GOAL panelists: EU blanket ban on Indian shrimp wouldn’t be good for markets
If the European Union were to implement an import ban on Indian shrimp products, as is now widely being contemplated by the supply chain, seafood buyers believe it is likely that the repercussions will be felt in other major shrimp markets.
India was the world’s No. 1 exporter of shrimp last year with the total volume produced by the country increasing to 434,484 metric tons (MT). The volume available for export in 2017 is forecast to have risen further still with an expected harvest of around 600,000 MT valued at USD 6 billion (EUR 5.1 billion), delegates heard at the Global Aquaculture Alliance (GAA) GOAL 2017 conference in Dublin, Ireland.
However, there have been strong concerns this past year that the E.U. – India’s third largest market for its shrimp – could place a ban on imports amid product contamination concerns. Since late 2016, the E.U. Veterinary Authority has increased the mandatory quality checks place on Indian farmed shrimp from 10 to 50 percent on what equates to 80,000 MT of imports.
To date only 13 positive cases of antibiotics have been found, confirmed GAA, and yet Will Rash, managing director of The Big Prawn Co., one of the major seafood brands in the United Kingdom, stressed that “the E.U. will do what it feels it needs to do,” and efforts by exporters and importers to sway the decision will ultimately be fruitless.

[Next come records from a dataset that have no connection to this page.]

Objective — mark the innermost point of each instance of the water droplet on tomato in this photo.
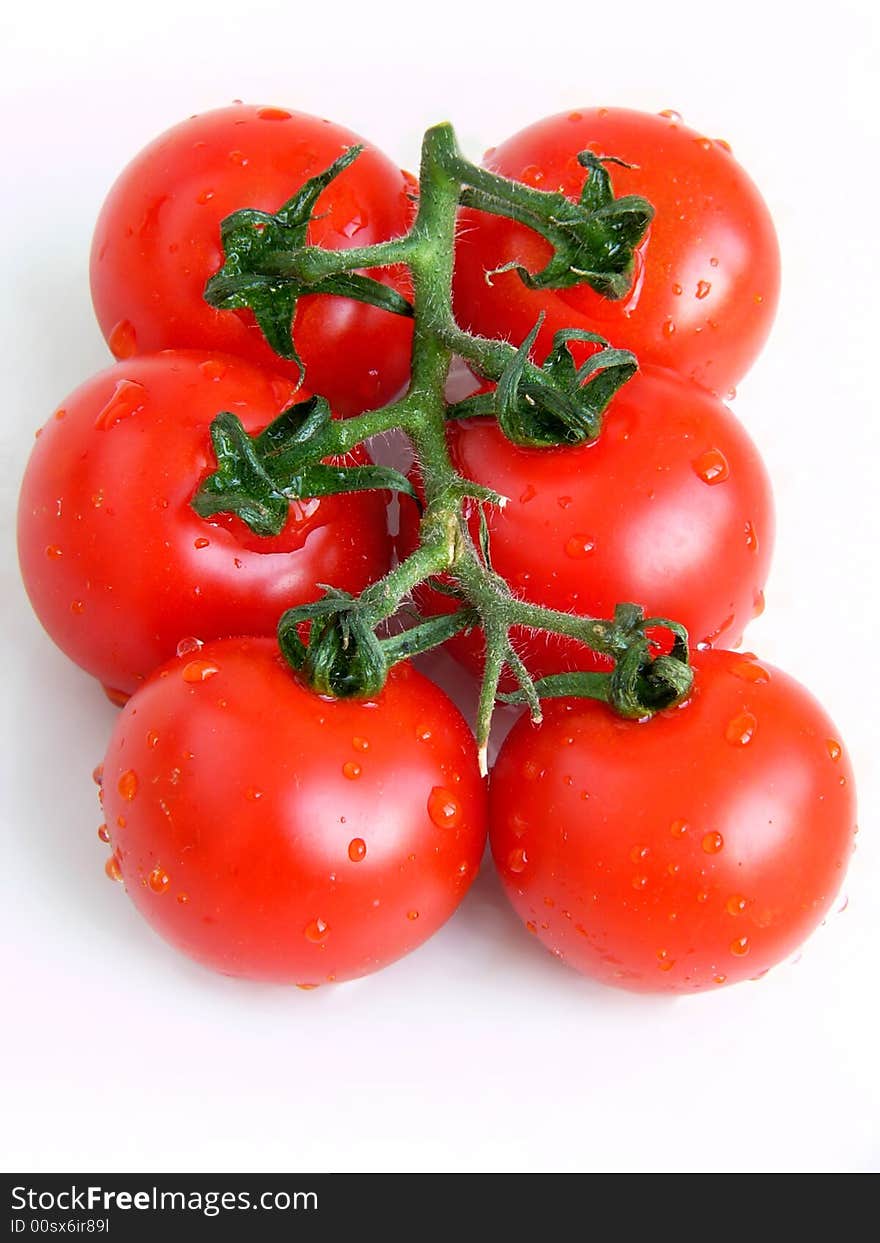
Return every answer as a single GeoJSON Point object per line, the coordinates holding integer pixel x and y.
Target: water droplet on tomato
{"type": "Point", "coordinates": [741, 729]}
{"type": "Point", "coordinates": [158, 879]}
{"type": "Point", "coordinates": [750, 671]}
{"type": "Point", "coordinates": [316, 931]}
{"type": "Point", "coordinates": [128, 398]}
{"type": "Point", "coordinates": [517, 859]}
{"type": "Point", "coordinates": [579, 547]}
{"type": "Point", "coordinates": [532, 174]}
{"type": "Point", "coordinates": [711, 466]}
{"type": "Point", "coordinates": [123, 341]}
{"type": "Point", "coordinates": [199, 670]}
{"type": "Point", "coordinates": [443, 808]}
{"type": "Point", "coordinates": [128, 784]}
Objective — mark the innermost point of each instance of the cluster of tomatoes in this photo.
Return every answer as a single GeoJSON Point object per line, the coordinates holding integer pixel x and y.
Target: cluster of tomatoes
{"type": "Point", "coordinates": [279, 834]}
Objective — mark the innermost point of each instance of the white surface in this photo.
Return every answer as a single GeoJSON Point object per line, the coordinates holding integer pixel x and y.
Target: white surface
{"type": "Point", "coordinates": [479, 1052]}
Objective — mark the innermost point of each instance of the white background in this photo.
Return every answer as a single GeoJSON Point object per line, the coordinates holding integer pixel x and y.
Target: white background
{"type": "Point", "coordinates": [480, 1052]}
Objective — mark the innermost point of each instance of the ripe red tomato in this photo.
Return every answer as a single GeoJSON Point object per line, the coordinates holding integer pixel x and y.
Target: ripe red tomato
{"type": "Point", "coordinates": [690, 850]}
{"type": "Point", "coordinates": [117, 563]}
{"type": "Point", "coordinates": [272, 833]}
{"type": "Point", "coordinates": [158, 241]}
{"type": "Point", "coordinates": [707, 275]}
{"type": "Point", "coordinates": [669, 509]}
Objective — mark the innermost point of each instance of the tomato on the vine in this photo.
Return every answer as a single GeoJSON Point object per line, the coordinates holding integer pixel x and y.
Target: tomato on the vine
{"type": "Point", "coordinates": [706, 277]}
{"type": "Point", "coordinates": [669, 509]}
{"type": "Point", "coordinates": [118, 566]}
{"type": "Point", "coordinates": [277, 834]}
{"type": "Point", "coordinates": [686, 852]}
{"type": "Point", "coordinates": [158, 241]}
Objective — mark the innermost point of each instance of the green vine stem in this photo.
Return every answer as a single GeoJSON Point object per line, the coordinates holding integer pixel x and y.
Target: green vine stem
{"type": "Point", "coordinates": [341, 644]}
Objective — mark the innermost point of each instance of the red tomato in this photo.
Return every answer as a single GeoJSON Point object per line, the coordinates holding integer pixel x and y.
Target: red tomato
{"type": "Point", "coordinates": [669, 509]}
{"type": "Point", "coordinates": [707, 275]}
{"type": "Point", "coordinates": [116, 562]}
{"type": "Point", "coordinates": [690, 850]}
{"type": "Point", "coordinates": [158, 241]}
{"type": "Point", "coordinates": [272, 833]}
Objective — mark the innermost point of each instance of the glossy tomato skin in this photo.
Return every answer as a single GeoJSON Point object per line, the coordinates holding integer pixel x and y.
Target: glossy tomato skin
{"type": "Point", "coordinates": [158, 241]}
{"type": "Point", "coordinates": [707, 275]}
{"type": "Point", "coordinates": [670, 509]}
{"type": "Point", "coordinates": [270, 833]}
{"type": "Point", "coordinates": [682, 853]}
{"type": "Point", "coordinates": [118, 566]}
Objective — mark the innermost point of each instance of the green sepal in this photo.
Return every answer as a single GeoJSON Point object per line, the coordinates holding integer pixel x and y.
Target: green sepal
{"type": "Point", "coordinates": [240, 484]}
{"type": "Point", "coordinates": [563, 404]}
{"type": "Point", "coordinates": [343, 656]}
{"type": "Point", "coordinates": [257, 476]}
{"type": "Point", "coordinates": [254, 244]}
{"type": "Point", "coordinates": [593, 240]}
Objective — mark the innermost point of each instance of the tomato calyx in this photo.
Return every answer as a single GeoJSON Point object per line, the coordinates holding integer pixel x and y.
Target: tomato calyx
{"type": "Point", "coordinates": [266, 271]}
{"type": "Point", "coordinates": [344, 656]}
{"type": "Point", "coordinates": [564, 403]}
{"type": "Point", "coordinates": [343, 645]}
{"type": "Point", "coordinates": [641, 683]}
{"type": "Point", "coordinates": [593, 240]}
{"type": "Point", "coordinates": [257, 476]}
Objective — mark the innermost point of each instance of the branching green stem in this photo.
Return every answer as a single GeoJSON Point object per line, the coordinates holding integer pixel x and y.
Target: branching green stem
{"type": "Point", "coordinates": [348, 650]}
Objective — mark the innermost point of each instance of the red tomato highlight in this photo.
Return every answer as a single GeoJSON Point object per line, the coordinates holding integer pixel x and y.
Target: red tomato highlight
{"type": "Point", "coordinates": [681, 853]}
{"type": "Point", "coordinates": [244, 842]}
{"type": "Point", "coordinates": [158, 241]}
{"type": "Point", "coordinates": [706, 279]}
{"type": "Point", "coordinates": [118, 566]}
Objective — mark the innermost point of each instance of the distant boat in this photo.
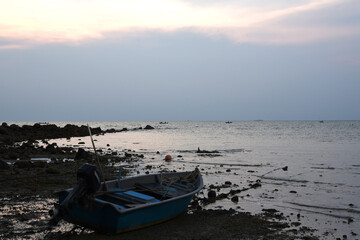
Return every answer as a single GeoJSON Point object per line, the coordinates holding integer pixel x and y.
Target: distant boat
{"type": "Point", "coordinates": [125, 204]}
{"type": "Point", "coordinates": [42, 123]}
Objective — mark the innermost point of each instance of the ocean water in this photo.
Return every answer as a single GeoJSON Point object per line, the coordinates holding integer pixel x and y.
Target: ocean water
{"type": "Point", "coordinates": [320, 188]}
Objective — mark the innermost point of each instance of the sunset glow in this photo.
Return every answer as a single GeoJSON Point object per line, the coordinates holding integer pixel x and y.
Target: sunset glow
{"type": "Point", "coordinates": [74, 21]}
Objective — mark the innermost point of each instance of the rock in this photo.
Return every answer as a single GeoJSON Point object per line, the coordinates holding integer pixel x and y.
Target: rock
{"type": "Point", "coordinates": [205, 151]}
{"type": "Point", "coordinates": [235, 199]}
{"type": "Point", "coordinates": [269, 210]}
{"type": "Point", "coordinates": [52, 170]}
{"type": "Point", "coordinates": [23, 164]}
{"type": "Point", "coordinates": [212, 194]}
{"type": "Point", "coordinates": [4, 165]}
{"type": "Point", "coordinates": [82, 154]}
{"type": "Point", "coordinates": [228, 183]}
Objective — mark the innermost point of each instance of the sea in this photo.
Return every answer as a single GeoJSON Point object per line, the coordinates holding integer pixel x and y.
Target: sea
{"type": "Point", "coordinates": [308, 170]}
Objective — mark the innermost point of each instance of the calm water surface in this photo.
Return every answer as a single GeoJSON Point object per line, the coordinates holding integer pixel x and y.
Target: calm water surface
{"type": "Point", "coordinates": [322, 182]}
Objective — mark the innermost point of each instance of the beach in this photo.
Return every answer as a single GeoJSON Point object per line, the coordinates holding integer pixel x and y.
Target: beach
{"type": "Point", "coordinates": [286, 180]}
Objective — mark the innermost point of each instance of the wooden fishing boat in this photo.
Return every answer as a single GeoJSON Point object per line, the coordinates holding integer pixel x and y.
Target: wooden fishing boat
{"type": "Point", "coordinates": [127, 204]}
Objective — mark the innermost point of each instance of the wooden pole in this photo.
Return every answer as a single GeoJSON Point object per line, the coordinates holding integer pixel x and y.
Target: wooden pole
{"type": "Point", "coordinates": [97, 159]}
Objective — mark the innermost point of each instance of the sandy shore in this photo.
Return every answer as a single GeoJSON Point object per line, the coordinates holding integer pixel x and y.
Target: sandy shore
{"type": "Point", "coordinates": [26, 197]}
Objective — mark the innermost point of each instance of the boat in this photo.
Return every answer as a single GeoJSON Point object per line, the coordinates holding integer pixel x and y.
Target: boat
{"type": "Point", "coordinates": [125, 204]}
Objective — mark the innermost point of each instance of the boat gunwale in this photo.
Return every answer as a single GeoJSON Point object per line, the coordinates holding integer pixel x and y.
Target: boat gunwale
{"type": "Point", "coordinates": [146, 205]}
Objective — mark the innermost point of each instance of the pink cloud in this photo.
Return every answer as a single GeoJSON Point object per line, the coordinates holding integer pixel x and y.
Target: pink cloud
{"type": "Point", "coordinates": [76, 21]}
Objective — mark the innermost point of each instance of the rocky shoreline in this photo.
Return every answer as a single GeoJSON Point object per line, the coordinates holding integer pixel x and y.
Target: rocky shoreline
{"type": "Point", "coordinates": [27, 187]}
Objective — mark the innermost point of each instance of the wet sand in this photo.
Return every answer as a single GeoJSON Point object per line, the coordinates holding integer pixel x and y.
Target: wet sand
{"type": "Point", "coordinates": [26, 197]}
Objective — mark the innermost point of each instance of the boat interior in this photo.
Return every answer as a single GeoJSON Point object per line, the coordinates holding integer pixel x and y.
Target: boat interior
{"type": "Point", "coordinates": [129, 193]}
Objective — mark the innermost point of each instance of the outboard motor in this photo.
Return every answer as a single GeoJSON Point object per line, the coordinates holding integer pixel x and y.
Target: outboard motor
{"type": "Point", "coordinates": [88, 183]}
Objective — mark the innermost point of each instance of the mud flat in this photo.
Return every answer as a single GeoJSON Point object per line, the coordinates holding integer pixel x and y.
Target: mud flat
{"type": "Point", "coordinates": [26, 197]}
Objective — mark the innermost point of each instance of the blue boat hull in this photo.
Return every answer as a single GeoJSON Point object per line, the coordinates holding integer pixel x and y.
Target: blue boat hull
{"type": "Point", "coordinates": [106, 218]}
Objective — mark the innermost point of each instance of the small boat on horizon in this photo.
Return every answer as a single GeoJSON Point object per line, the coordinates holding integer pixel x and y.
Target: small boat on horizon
{"type": "Point", "coordinates": [122, 205]}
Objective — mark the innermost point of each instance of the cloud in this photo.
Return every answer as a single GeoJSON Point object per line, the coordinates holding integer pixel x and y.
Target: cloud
{"type": "Point", "coordinates": [44, 21]}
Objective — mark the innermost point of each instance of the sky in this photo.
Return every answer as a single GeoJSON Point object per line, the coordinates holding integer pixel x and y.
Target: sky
{"type": "Point", "coordinates": [179, 60]}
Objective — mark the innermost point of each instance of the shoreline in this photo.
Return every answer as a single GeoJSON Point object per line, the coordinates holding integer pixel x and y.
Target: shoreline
{"type": "Point", "coordinates": [26, 196]}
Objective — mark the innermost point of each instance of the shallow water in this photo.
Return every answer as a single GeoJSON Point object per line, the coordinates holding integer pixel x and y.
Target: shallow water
{"type": "Point", "coordinates": [320, 188]}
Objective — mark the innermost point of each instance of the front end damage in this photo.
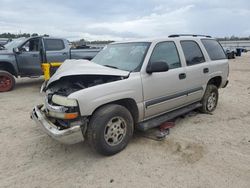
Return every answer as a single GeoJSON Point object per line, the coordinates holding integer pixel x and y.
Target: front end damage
{"type": "Point", "coordinates": [60, 116]}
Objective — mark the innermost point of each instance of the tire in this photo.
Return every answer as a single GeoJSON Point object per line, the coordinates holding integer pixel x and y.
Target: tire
{"type": "Point", "coordinates": [210, 99]}
{"type": "Point", "coordinates": [7, 81]}
{"type": "Point", "coordinates": [110, 129]}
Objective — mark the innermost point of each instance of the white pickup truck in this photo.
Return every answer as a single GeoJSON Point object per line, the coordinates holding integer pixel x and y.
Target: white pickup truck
{"type": "Point", "coordinates": [135, 84]}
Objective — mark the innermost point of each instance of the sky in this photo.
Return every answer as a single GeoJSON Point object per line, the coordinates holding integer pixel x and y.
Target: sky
{"type": "Point", "coordinates": [125, 19]}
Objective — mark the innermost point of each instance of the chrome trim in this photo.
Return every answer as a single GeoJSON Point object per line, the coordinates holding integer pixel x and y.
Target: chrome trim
{"type": "Point", "coordinates": [60, 109]}
{"type": "Point", "coordinates": [71, 135]}
{"type": "Point", "coordinates": [171, 97]}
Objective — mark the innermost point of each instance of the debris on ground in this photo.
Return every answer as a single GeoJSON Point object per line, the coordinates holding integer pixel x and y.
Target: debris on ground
{"type": "Point", "coordinates": [159, 133]}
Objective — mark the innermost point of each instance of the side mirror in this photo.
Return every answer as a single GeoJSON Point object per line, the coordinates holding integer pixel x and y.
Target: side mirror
{"type": "Point", "coordinates": [16, 50]}
{"type": "Point", "coordinates": [159, 66]}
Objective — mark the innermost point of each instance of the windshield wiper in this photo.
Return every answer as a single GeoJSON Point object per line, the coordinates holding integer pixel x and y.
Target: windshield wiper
{"type": "Point", "coordinates": [2, 47]}
{"type": "Point", "coordinates": [110, 66]}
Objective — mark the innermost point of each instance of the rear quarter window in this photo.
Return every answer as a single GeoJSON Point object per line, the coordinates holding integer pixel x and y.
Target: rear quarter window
{"type": "Point", "coordinates": [192, 52]}
{"type": "Point", "coordinates": [214, 49]}
{"type": "Point", "coordinates": [54, 44]}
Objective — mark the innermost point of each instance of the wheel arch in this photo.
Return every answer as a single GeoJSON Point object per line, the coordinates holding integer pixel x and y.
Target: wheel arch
{"type": "Point", "coordinates": [217, 80]}
{"type": "Point", "coordinates": [7, 66]}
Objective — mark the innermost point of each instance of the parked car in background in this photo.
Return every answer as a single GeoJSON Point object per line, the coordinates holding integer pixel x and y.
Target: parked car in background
{"type": "Point", "coordinates": [230, 52]}
{"type": "Point", "coordinates": [131, 85]}
{"type": "Point", "coordinates": [4, 41]}
{"type": "Point", "coordinates": [23, 57]}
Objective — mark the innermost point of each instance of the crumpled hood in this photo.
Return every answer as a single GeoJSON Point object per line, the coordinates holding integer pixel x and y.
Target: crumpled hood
{"type": "Point", "coordinates": [84, 67]}
{"type": "Point", "coordinates": [6, 52]}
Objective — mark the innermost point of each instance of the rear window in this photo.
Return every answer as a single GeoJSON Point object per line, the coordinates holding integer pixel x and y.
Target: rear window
{"type": "Point", "coordinates": [214, 49]}
{"type": "Point", "coordinates": [54, 44]}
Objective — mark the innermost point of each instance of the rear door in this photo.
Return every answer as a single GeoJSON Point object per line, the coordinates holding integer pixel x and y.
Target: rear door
{"type": "Point", "coordinates": [56, 50]}
{"type": "Point", "coordinates": [29, 58]}
{"type": "Point", "coordinates": [197, 70]}
{"type": "Point", "coordinates": [164, 91]}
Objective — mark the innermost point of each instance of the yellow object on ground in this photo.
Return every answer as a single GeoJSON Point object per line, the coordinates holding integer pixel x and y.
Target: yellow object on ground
{"type": "Point", "coordinates": [46, 68]}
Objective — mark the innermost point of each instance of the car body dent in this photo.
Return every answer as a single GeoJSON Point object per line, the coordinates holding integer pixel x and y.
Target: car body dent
{"type": "Point", "coordinates": [90, 99]}
{"type": "Point", "coordinates": [84, 67]}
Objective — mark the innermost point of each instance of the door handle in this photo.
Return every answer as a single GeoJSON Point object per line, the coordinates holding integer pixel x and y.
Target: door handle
{"type": "Point", "coordinates": [205, 70]}
{"type": "Point", "coordinates": [182, 76]}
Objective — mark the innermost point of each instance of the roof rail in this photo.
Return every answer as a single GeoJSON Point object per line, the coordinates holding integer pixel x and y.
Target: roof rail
{"type": "Point", "coordinates": [191, 35]}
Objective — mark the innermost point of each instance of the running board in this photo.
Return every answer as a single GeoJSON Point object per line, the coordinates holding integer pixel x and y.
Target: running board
{"type": "Point", "coordinates": [157, 121]}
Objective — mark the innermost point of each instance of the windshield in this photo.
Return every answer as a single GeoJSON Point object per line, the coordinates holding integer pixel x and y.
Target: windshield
{"type": "Point", "coordinates": [123, 56]}
{"type": "Point", "coordinates": [14, 43]}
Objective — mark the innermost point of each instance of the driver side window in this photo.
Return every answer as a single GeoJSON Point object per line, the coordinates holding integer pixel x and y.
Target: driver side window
{"type": "Point", "coordinates": [167, 52]}
{"type": "Point", "coordinates": [32, 45]}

“Therefore, the only sensible approach is to assume that it might happen,” Rash said. “Any sensible importing business will recognize that risk and start to take precautions, and that is ultimately what Big Prawn has done; we’re taking precautions to remove ourselves from our dependency on that country.”
Rash told the conference that while the debate over whether to ban or not to ban Indian shrimp goes on, it isn‘t doing any good to the industry.
“We are actually starting to receive notices from customers telling us to move out of India,” he said. “I’m thinking, my product does get tested and it is O.K.; there’s nothing wrong with it. Yet we are being told to leave it because of the debate that is going on in the background.
Rash warned against generalizations being made about Indian shrimp.
"We are falling into the blanket scenario that everything from that country is contaminated and that is bad for everyone,” said Rash.
If Brussels does indeed implement a ban on imports of Indian shrimp, there are expectations that U.S. authorities could follow suit.
Taking part in a panel discussion at GOAL, Bob Yudovin, national seafood buyer at Harvest Meat Co. and Sherwood Foods, one of the United States’ largest independent food distributors, said he was concerned that it could happen because the United States Food and Drug Administration (FDA) has a history of such “kneejerk reactions” with other species.
“If the U.S. FDA decides to align itself with the E.U., which is what it’s threatening to do, we will have a really serious problem,” he said
With the United States importing 50 percent of India’s exported shrimp, Eric Buckner, senior director of seafood at Sysco Corp., acknowledged that any form of refusal would have an impact on the market. He stressed that it is therefore essential that the governments of both India and the United States step up their engagement so that the situation doesn’t escalate to the level that it is in Europe.
Also on the panel, Steve Disko, seafood category manager for Schnucks Markets Inc., said he didn’t believe that the United States would follow the E.U. if it banned imports of Indian shrimp.
“I’m sure that if the E.U. bans Indian shrimp it will raise a few flags but I think the American consumer still has faith in the FDA’s inspection system. I think that will rationalize things,” he said.